The arrest of a New Yorker, who used Twitter to alert police protesters movements in a G20 meeting in Pittsburgh last month, would be considered a violation of their rights if it had happened in Iran or China, according to activists said.
Pittsburgh police arrested on September 24, Elliot Madison, 41, at a time when hundreds of people-some of whom threw stones and broke windows of shops-protesters on the first day of a G20 summit of rich countries and developing nations.
The protesters, with a large anti-capitalist agenda, they were kept away from the convention site where world leaders maintained their two-day meeting. Police used pepper spray to disperse sporadically.
The criminal indictment against Madison argues that violated the law by using Twitter to give instructions to the demonstrators and others involved in criminal acts to avoid arrest and inform them of the movements and actions of the police.Twitter allows its subscribers to post text messages of 140 characters.
Madison, who was released on bail, is accused of hindering the apprehension, prosecution and criminal use of communication elements and possessing instruments for committing crimes, defined as telecommunications equipment.
"The same conduct (the authorities) in Iran or China during recent protests would be seen as violations of human rights, whereas here it is considered necessary to control crime," Reuters said Vic Walczak, legal director of the American Union Civil Liberties in Pennsylvania.

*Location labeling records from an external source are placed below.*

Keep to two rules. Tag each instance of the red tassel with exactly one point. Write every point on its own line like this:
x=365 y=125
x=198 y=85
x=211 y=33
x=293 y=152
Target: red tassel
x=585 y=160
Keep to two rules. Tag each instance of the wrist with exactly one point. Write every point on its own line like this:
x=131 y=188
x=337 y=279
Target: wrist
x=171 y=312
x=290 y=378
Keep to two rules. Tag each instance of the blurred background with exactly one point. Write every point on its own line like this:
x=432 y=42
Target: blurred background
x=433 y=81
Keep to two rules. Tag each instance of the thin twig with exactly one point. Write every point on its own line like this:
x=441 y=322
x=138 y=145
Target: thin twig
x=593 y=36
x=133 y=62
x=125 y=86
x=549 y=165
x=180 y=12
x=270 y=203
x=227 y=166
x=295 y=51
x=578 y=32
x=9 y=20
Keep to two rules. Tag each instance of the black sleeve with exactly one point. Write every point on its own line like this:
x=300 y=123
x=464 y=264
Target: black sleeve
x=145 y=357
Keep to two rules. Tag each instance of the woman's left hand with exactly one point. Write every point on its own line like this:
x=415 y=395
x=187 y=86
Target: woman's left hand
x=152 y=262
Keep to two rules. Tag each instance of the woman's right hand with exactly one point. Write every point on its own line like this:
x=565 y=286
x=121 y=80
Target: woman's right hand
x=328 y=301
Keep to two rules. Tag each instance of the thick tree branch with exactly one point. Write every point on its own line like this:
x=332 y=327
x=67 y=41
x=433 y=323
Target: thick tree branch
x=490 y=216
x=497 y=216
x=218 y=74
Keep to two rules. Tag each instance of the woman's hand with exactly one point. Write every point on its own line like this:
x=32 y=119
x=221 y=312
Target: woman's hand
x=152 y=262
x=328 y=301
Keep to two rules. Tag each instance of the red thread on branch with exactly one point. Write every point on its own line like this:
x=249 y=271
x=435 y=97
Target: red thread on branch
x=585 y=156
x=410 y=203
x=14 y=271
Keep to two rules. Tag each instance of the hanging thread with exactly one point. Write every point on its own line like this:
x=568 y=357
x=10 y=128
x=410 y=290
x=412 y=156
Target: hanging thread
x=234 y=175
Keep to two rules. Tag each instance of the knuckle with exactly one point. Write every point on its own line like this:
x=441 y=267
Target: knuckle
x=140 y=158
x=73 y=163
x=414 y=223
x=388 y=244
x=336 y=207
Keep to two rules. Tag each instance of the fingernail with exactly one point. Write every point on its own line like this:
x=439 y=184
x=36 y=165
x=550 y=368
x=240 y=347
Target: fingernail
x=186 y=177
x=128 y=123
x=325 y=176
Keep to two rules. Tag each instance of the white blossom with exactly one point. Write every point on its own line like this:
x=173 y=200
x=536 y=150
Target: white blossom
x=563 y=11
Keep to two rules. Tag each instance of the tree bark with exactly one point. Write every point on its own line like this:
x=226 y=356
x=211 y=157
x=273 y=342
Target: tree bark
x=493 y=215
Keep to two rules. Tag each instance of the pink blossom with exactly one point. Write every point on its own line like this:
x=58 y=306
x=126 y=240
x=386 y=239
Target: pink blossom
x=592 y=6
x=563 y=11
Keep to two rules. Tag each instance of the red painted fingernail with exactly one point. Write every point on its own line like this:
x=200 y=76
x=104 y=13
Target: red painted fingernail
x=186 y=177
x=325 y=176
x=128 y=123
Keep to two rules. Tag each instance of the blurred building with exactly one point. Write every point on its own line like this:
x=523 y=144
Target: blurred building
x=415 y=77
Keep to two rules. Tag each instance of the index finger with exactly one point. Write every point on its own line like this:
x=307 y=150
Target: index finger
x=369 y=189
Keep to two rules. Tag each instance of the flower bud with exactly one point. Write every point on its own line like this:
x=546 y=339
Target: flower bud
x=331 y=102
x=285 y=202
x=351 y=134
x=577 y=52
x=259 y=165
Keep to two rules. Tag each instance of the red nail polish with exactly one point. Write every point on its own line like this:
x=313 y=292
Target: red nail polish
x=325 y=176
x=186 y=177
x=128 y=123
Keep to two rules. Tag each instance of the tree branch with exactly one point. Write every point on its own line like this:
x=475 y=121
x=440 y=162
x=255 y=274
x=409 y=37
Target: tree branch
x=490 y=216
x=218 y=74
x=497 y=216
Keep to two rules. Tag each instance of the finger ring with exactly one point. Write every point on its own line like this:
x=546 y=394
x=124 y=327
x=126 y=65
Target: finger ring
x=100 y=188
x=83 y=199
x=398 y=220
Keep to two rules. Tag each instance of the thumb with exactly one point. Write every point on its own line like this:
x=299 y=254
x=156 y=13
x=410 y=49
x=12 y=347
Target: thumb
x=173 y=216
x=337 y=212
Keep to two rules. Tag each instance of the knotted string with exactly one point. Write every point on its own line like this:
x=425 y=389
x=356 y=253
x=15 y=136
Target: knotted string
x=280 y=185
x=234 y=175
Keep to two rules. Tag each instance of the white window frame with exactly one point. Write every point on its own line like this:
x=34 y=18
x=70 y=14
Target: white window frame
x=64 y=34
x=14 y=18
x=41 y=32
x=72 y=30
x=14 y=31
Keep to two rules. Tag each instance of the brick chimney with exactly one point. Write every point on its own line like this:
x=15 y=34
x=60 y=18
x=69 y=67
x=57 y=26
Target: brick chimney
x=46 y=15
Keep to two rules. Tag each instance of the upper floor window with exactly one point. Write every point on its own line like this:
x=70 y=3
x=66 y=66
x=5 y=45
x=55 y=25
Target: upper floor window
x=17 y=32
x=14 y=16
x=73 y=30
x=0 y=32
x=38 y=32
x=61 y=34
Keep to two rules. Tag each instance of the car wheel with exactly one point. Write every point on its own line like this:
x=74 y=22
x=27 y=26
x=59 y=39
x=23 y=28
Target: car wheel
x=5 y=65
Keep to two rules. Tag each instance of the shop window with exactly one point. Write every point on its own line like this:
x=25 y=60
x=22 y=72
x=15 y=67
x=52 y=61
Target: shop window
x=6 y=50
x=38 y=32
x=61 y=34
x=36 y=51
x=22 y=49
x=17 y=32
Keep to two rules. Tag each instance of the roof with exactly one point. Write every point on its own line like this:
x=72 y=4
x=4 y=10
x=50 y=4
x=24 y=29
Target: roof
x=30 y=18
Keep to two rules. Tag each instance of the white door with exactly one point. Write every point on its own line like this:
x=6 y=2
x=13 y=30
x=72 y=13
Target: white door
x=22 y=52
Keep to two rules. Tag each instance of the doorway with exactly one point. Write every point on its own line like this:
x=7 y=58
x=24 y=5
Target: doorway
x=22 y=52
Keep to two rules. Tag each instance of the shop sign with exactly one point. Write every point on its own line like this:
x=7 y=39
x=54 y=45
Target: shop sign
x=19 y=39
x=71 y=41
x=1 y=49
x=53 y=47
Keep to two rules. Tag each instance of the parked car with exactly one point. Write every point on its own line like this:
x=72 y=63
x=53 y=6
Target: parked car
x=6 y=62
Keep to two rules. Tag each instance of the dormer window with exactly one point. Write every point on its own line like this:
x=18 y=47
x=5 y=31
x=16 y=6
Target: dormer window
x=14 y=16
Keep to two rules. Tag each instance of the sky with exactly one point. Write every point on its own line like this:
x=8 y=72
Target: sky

Twitter was used by demonstrators in Iran amid protests and government repression that occurred after the disputed June elections in the country.
At one point, the State Department urged even Twitter to delay a planned upgrade that would temporarily cut the service in Iran.
China has repeatedly blocked access to sites like Twitter, as in May, facing the twentieth anniversary of the massacre in Tiananmen Square, and again in July after the unrest in the northwestern region of Xinjiang.
Pittsburgh police, who were asked about illegal actions of Madison, noted Madison's accusation that was hindering the apprehension or law enforcement. "All law enforcement agencies should keep abreast of continuing developments in technology, both to determine how technology can help police to better serve the public and to find ways and can be used to commit crimes," said the spokesman Myra Taylor.
"The criminal indictment contends that Mr. Madison legal devices used to commit illegal acts," he said. Laura DeNardis, executive director of the Information Society Project at Yale Law School, said the arrest of Madison could be used "by repressive countries that might be looking restrict the use of technology."
"They could cite this as a justification for freedom of expression even more direct and repressive measures in cases like those we saw in the protests by the Iranian elections," said DeNardis.